The Interlocal Cooperation Act requires that interlocal agreements for joint or cooperative action specify the following items:

(1) The duration of the agreement;

(2) The purposes of the agreement;

(3) The manner of financing the joint or cooperative undertaking and of establishing and maintaining a budget for it;

(4) The methods of accomplishing termination of the agreement and for the disposal of property, if any, upon termination;

(5) Any other necessary and proper matters.

A.C.A. § 25-20-104(c).

In addition, if the interlocal agreement does not establish a separate legal entity to conduct the joint or cooperative undertaking, it must specify the following items:

(1) The provision for an administrator or a joint board that will be responsible for administering the joint or cooperative undertaking;

(2) The manner of acquiring, holding, and disposing of real and personal property, if any, used in the joint or cooperative undertaking.

A.C.A. § 25-20-104(d).

Although I am neither authorized nor situated to address the advisability of the Agreement, I conclude that it is in proper form in accordance with the Interlocal Cooperation Act and that it is compatible with the laws of this state.
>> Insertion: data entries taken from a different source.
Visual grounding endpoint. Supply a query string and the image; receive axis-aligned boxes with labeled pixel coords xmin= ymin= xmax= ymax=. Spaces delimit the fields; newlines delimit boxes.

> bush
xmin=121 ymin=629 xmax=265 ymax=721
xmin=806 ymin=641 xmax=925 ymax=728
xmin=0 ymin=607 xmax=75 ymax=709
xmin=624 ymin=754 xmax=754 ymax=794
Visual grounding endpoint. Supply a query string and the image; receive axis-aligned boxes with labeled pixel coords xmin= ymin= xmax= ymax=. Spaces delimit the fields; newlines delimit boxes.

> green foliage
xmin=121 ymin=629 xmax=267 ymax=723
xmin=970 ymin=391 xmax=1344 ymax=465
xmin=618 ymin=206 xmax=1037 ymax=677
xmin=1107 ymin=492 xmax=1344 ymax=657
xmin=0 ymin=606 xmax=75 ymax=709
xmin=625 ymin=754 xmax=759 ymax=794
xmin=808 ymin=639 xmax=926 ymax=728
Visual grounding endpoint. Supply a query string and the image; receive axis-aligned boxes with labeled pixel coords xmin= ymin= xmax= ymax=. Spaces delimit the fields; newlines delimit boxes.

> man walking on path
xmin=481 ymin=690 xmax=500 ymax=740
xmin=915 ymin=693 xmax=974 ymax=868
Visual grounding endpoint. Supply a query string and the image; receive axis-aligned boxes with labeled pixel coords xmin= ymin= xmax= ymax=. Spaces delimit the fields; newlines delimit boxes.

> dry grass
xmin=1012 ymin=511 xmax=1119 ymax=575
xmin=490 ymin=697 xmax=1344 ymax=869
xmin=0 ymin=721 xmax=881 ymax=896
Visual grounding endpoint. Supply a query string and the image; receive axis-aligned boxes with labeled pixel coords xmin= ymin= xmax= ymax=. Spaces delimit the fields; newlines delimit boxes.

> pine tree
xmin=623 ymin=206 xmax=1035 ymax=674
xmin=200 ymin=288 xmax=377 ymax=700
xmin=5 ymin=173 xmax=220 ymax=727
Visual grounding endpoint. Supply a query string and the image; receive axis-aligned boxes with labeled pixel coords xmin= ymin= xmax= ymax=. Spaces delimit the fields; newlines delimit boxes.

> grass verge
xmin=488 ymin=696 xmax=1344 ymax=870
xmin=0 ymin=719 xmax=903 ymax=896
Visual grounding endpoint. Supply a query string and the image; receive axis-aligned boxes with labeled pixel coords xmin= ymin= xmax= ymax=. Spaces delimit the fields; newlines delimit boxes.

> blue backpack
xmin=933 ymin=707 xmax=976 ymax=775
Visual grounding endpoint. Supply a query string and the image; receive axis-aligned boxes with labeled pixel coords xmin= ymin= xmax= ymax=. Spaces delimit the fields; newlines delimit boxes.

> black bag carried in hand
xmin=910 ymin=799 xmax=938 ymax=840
Finally, I should note that in approving the proposed agreement, I am taking no position on the following issues: (1) whether the PPES is properly licensed by the Federal Energy Regulatory Commission ("FERC") to operate the facilities; and (2) whether the proposed agreement complies with the FERC license and/or federal or state law regulating the sale of electricity. I am further offering no opinion regarding the authority of MJMEUC to enter into the Agreement under the provisions of Missouri law.

Assistant Attorney General Jack Druff prepared the foregoing opinion, which I hereby approve.